But despite these pledges, it seems unlikely that Truss will achieve what many took levelling up to mean – redressing the chronic regional imbalances of the UK – for two key reasons.
First, Truss’s belief in a small state and low taxes is incompatible with the state intervention levelling up requires. As Gove has argued, levelling up is “an argument with what one might call trickle-down economics… If you leave the free-play market forces entirely to themselves, then what you see is inequality growing and particularly geographical inequality growing as well.” Ben Houchen, the mayor of Tees Valley, has voiced similar views. In a recent letter to Truss, Houchen wrote: “This government can be proud of how it has supported those who have been neglected in favour of the affluent for so long and now it is time to redouble these efforts.”

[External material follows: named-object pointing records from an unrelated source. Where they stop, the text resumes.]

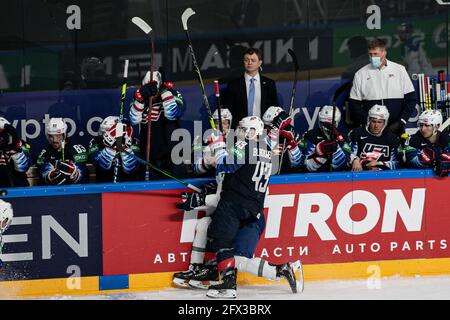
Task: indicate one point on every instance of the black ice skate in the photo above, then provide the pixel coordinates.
(287, 271)
(205, 277)
(227, 288)
(182, 278)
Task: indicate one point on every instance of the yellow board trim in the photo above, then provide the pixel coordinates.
(163, 280)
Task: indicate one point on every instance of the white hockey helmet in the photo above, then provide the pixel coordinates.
(326, 115)
(107, 123)
(6, 215)
(431, 117)
(225, 113)
(156, 77)
(55, 126)
(378, 112)
(3, 121)
(270, 114)
(251, 126)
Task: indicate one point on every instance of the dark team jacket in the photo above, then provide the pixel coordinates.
(49, 158)
(161, 131)
(385, 146)
(248, 166)
(341, 157)
(415, 143)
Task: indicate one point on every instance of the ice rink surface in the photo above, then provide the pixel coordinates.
(393, 288)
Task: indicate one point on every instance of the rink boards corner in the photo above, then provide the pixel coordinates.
(101, 238)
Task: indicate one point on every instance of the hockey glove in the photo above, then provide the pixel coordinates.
(9, 140)
(191, 200)
(67, 167)
(281, 121)
(166, 86)
(290, 134)
(216, 142)
(324, 148)
(56, 177)
(170, 105)
(149, 90)
(427, 156)
(442, 168)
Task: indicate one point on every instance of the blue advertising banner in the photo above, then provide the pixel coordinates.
(53, 237)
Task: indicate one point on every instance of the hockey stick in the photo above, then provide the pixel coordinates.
(291, 105)
(217, 92)
(151, 166)
(119, 126)
(444, 126)
(184, 18)
(147, 30)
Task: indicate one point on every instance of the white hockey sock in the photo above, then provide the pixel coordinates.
(257, 267)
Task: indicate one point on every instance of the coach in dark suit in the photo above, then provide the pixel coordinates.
(251, 94)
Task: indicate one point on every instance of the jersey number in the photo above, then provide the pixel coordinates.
(261, 176)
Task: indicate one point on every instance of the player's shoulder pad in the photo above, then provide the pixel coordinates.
(79, 153)
(41, 157)
(240, 144)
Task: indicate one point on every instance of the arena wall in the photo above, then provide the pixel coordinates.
(101, 238)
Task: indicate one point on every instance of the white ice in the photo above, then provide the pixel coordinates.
(393, 288)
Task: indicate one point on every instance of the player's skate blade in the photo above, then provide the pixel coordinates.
(203, 285)
(182, 283)
(297, 266)
(221, 293)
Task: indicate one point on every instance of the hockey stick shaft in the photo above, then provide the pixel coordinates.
(219, 113)
(184, 19)
(119, 126)
(291, 105)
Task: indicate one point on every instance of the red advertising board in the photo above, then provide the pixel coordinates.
(361, 220)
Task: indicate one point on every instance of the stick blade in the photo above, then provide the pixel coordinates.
(294, 58)
(185, 16)
(141, 24)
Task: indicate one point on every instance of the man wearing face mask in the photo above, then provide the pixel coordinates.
(382, 82)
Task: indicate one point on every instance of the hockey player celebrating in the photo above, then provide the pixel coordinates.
(318, 148)
(103, 152)
(414, 56)
(373, 147)
(61, 162)
(203, 264)
(6, 216)
(14, 157)
(167, 108)
(427, 148)
(248, 168)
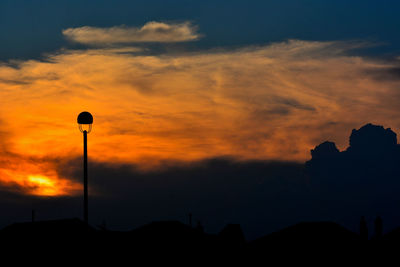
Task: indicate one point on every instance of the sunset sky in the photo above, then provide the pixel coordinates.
(178, 82)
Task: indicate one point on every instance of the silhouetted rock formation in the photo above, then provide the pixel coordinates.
(324, 151)
(370, 163)
(372, 140)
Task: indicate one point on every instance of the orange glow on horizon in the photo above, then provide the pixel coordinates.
(273, 102)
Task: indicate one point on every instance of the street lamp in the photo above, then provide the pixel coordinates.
(85, 121)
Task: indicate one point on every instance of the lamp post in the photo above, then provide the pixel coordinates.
(85, 121)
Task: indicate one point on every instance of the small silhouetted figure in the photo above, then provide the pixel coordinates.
(363, 229)
(378, 228)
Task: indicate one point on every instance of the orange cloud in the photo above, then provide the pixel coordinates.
(271, 102)
(150, 32)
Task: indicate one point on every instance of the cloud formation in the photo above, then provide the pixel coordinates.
(272, 102)
(153, 31)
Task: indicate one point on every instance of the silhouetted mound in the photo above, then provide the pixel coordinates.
(310, 234)
(170, 235)
(232, 236)
(372, 139)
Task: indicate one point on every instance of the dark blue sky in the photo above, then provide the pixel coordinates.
(33, 27)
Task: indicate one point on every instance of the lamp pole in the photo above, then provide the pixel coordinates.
(85, 180)
(85, 121)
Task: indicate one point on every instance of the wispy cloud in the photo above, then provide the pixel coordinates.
(272, 102)
(150, 32)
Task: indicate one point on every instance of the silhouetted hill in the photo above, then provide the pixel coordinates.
(49, 228)
(308, 233)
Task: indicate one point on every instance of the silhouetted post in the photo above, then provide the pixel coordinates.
(190, 219)
(85, 183)
(363, 229)
(378, 228)
(85, 121)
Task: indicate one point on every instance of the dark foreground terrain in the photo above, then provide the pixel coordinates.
(70, 240)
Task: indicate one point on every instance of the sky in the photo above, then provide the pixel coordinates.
(175, 83)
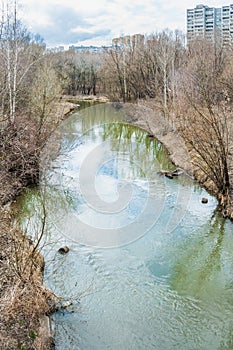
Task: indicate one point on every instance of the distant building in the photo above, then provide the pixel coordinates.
(86, 48)
(214, 24)
(129, 41)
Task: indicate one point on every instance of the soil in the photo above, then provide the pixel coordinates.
(147, 117)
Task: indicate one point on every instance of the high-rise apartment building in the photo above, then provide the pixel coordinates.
(214, 24)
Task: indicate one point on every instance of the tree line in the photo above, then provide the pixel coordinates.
(191, 85)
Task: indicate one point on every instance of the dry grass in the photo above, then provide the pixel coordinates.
(24, 298)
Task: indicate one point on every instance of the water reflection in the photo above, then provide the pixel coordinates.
(204, 262)
(168, 289)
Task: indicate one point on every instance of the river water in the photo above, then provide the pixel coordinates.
(149, 266)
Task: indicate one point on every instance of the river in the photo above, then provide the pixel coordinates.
(149, 266)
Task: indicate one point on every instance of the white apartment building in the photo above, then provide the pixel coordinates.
(214, 24)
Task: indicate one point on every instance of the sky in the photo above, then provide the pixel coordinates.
(97, 22)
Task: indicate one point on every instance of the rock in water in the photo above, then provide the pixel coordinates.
(63, 250)
(204, 200)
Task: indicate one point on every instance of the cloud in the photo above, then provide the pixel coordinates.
(97, 22)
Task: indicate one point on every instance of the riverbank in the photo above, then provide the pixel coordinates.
(25, 301)
(148, 118)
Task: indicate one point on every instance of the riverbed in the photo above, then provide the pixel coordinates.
(149, 266)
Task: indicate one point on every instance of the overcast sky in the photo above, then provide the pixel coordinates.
(97, 22)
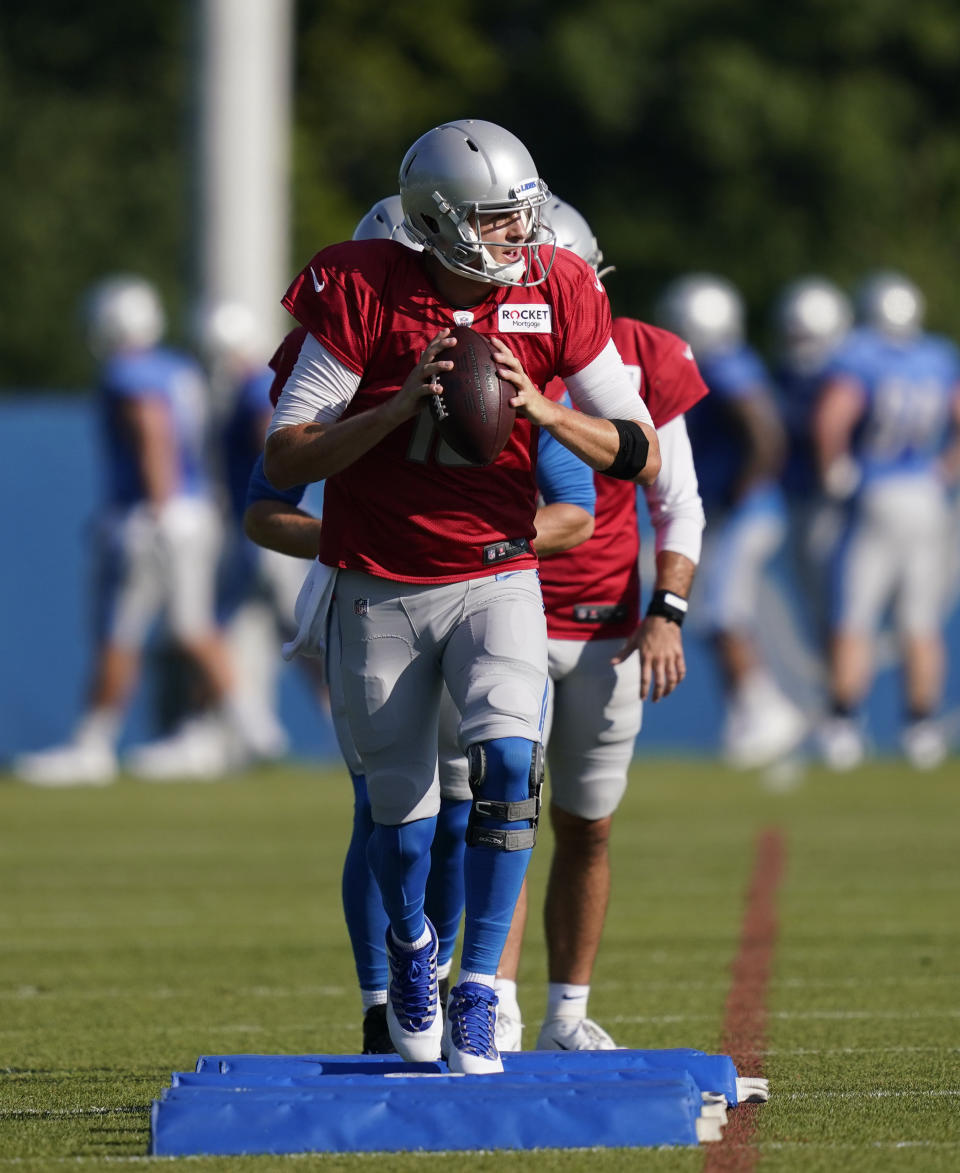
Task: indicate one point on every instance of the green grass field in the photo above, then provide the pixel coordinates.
(146, 924)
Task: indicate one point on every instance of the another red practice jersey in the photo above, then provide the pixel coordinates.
(411, 509)
(593, 591)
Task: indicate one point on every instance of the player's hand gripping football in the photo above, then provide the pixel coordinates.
(662, 665)
(423, 379)
(528, 400)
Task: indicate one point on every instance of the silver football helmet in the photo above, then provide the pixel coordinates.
(123, 312)
(890, 303)
(810, 318)
(459, 171)
(385, 222)
(572, 231)
(707, 311)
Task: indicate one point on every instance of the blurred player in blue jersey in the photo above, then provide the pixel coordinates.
(811, 318)
(256, 588)
(738, 449)
(160, 534)
(887, 435)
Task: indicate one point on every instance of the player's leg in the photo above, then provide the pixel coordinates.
(761, 721)
(863, 577)
(364, 914)
(495, 668)
(391, 689)
(445, 885)
(127, 591)
(596, 720)
(918, 615)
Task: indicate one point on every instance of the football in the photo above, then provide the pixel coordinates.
(473, 415)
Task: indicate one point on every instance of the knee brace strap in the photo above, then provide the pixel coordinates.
(526, 809)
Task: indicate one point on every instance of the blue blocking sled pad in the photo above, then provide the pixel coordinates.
(245, 1104)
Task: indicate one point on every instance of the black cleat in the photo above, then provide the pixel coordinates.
(377, 1039)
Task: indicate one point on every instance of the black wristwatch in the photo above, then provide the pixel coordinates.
(668, 605)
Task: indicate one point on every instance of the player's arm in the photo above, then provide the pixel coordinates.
(612, 432)
(676, 513)
(274, 520)
(566, 519)
(308, 441)
(950, 462)
(836, 414)
(147, 422)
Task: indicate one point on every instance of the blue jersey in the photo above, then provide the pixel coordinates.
(177, 381)
(798, 398)
(560, 476)
(715, 438)
(242, 436)
(908, 388)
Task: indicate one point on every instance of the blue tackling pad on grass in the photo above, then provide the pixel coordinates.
(245, 1104)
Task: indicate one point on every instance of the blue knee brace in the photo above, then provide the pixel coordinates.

Truss does not seem to share her colleagues’ concerns about protecting those “neglected in favour of the affluent”. For instance, her plans to cut personal taxes such as National Insurance would benefit the wealthiest in society more than the poorest by a factor of ten. Truss’s botched plans for reducing the pay of public sector workers outside of London further exposed her ideological instincts. The policy would have reduced pay for civil servants in places with a lower cost of living. In other words, the plans prioritised the market over an equal policy for all parts of the country. As one Tory strategist put it to me: “She understands levelling up, but she won’t do it.”
Second, the cost-of-living crisis will dominate Truss’s first year in office. Inflation is predicted to remain in double digits into next year. Energy prices will soar by 80 per cent to £3,549 in October. The severity of the crisis means there will be little time to spend on levelling up.
All of which poses significant electoral risks for the Conservatives. Levelling up is the most popular policy among Conservative voters – 81 per cent think the new leader should retain the policy, according to one poll. Abandoning the agenda will leave a vacuum for Labour to fill. Indeed, Labour has wisely appropriated the term and in crucial Red Wall seats, the party is now 22 points ahead on who is trusted to level up the country. Truss has spent so long talking to the party faithful this summer, she’s neglected the concerns of the electorate. As a consequence, “levelling up” is poised to return to think tank obscurity, leaving behind the problems it sought to solve, and disappointing those who voted Conservative in 2019.